Tuesday, June 23, 2009

Coal and Mortality in Appalachia and Making History





Comment: Mt Top Removal should never been allowed in any state but my home state of Virginia has ruin people lives for the profit of coal corporations, this needs to stop now! However, open pit uranium mining will ruin the rest of our lovely state! The state of Virginia needs to stop bowing down to corporations and take care of her citizens. Nuke and Coal Corp are going to ruin our state, ruin our homes, ruin our land, ruin our air, and make our families sick! Ban uranium mining and Mt. Top Removal!
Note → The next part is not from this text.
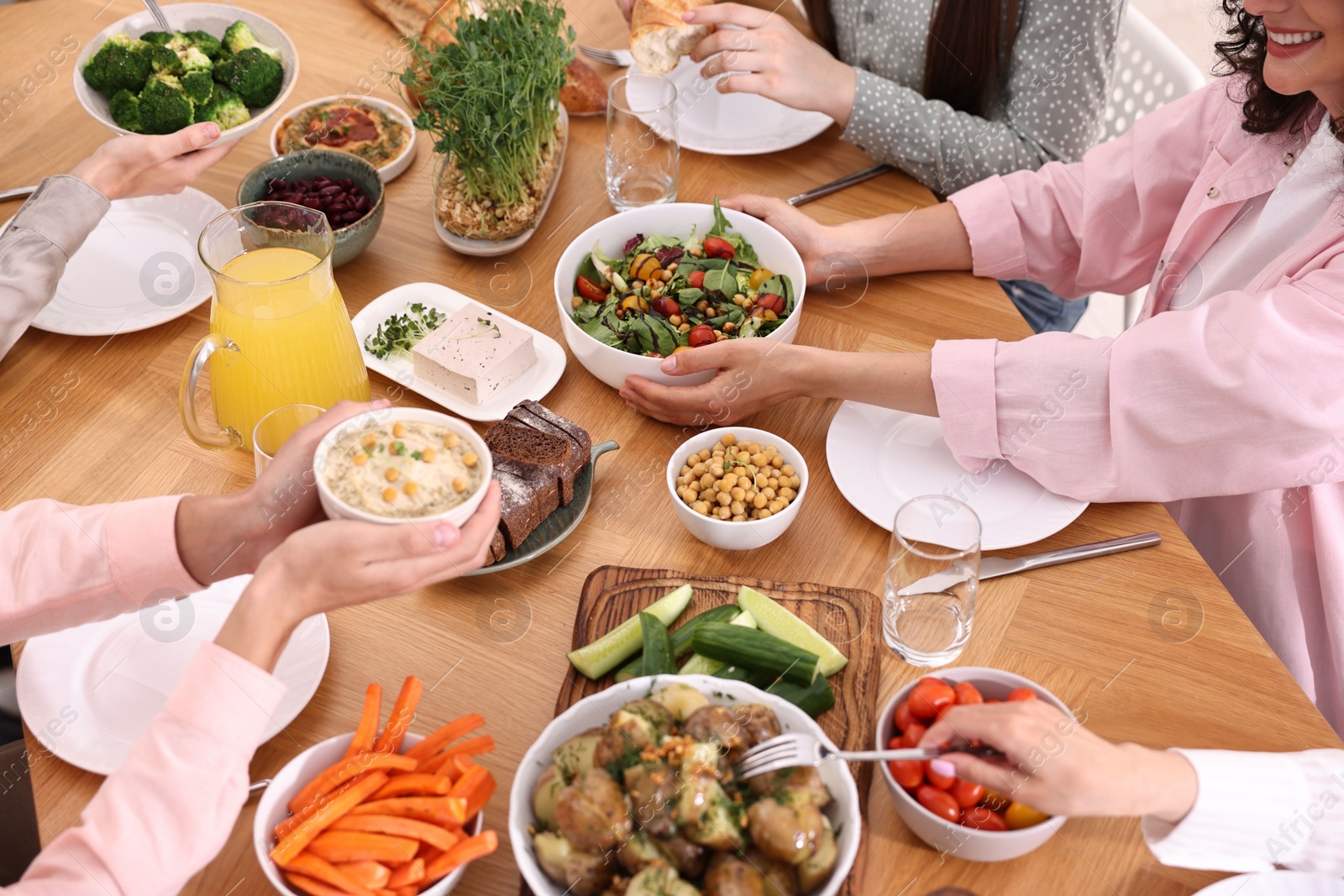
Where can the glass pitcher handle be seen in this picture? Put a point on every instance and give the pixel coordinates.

Published by danawv, June 22nd, 2009

This is a historic week in the coalfields of Appalachia. A historic study quantifying the cost of coal in the form of human lives has come out (see below), and an historic action will take place in Coal River Valley on Tuesday.

And for the first time in over a generation we have legislation to end mountaintop removal proposed in both chambers of Congress and a hearing scheduled in the Senate. THURSDAY,

JUNE 25, 2009 3:30 p.m. Room 406 of the Dirksen Senate Office Building there will be a hearing to discuss MTR’s impacts on water — please come, but if you can’t, invite your Senator to attend by dialing (202) 224-3121 or email them to come out to the hearing.

And in case you’re still not sure how you feel about coal — a new study recently released has found that coal lowers life expectancy — not a surprise to those living in coalfield communities. This study assigns a monetary value to the human life lost and finds that coal comes up $34 billion short each year. Please note that carbon capture and sequestration does NOT prevent this loss of human life. The estimated number of lives lost each year to destructive coal practices is 1,736 and 2,889 people. Hendryx and Ahern measure that these human beings are collectively worth about $42 billion. The coal industry contributes $8 billion in revenue.

Assigning a monetary value to a human life is a cruel bottom line, but the premature death of thousands of good people — in the Appalachian region alone — each year is crueler still. This study illustrates this tragic loss of human life for “cheap” energy in a way that coal companies and governments understand — cold hard cash.

One hopes that this study will wake our government up, that officials will realize human lives are worth even more than money, and the swift transition to a healthy, sustainable economy begins as soon as possible. More info on the study after the jump.

Coal’s costs outweigh benefits, WVU study finds

By Ken Ward Jr.

CHARLESTON, W.Va. — Coal mining costs Appalachians five times more in early deaths as the industry provides to the region in jobs, taxes and other economic benefits, according to a groundbreaking new study co-authored by a West Virginia University researcher.

In the latest in a series of papers, WVU researcher Michael Hendryx questions the idea that coal is good for West Virginia and other Appalachian communities, and recommends that political leaders consider other alternatives for improving the region’s economy and quality of life.

“Coal-mining economies are not strong economies,” Hendryx said in an interview last week. “[Coalfield communities] are weaker than the rest of the state, weaker than the rest of the region, and weaker than the rest of the nation.”

Writing with co-author Melissa Ahern of Washington State University, Hendryx reports that the coal industry generates a little more than $8 billion a year in economic benefits for the Appalachian region.

But, Hendryx and Ahern put the value of premature deaths attributable to the mining industry across the Appalachian coalfields at — by their most conservative estimate — $42 billion.

The human cost of the Appalachian coal mining economy outweighs its economic benefits,” they wrote.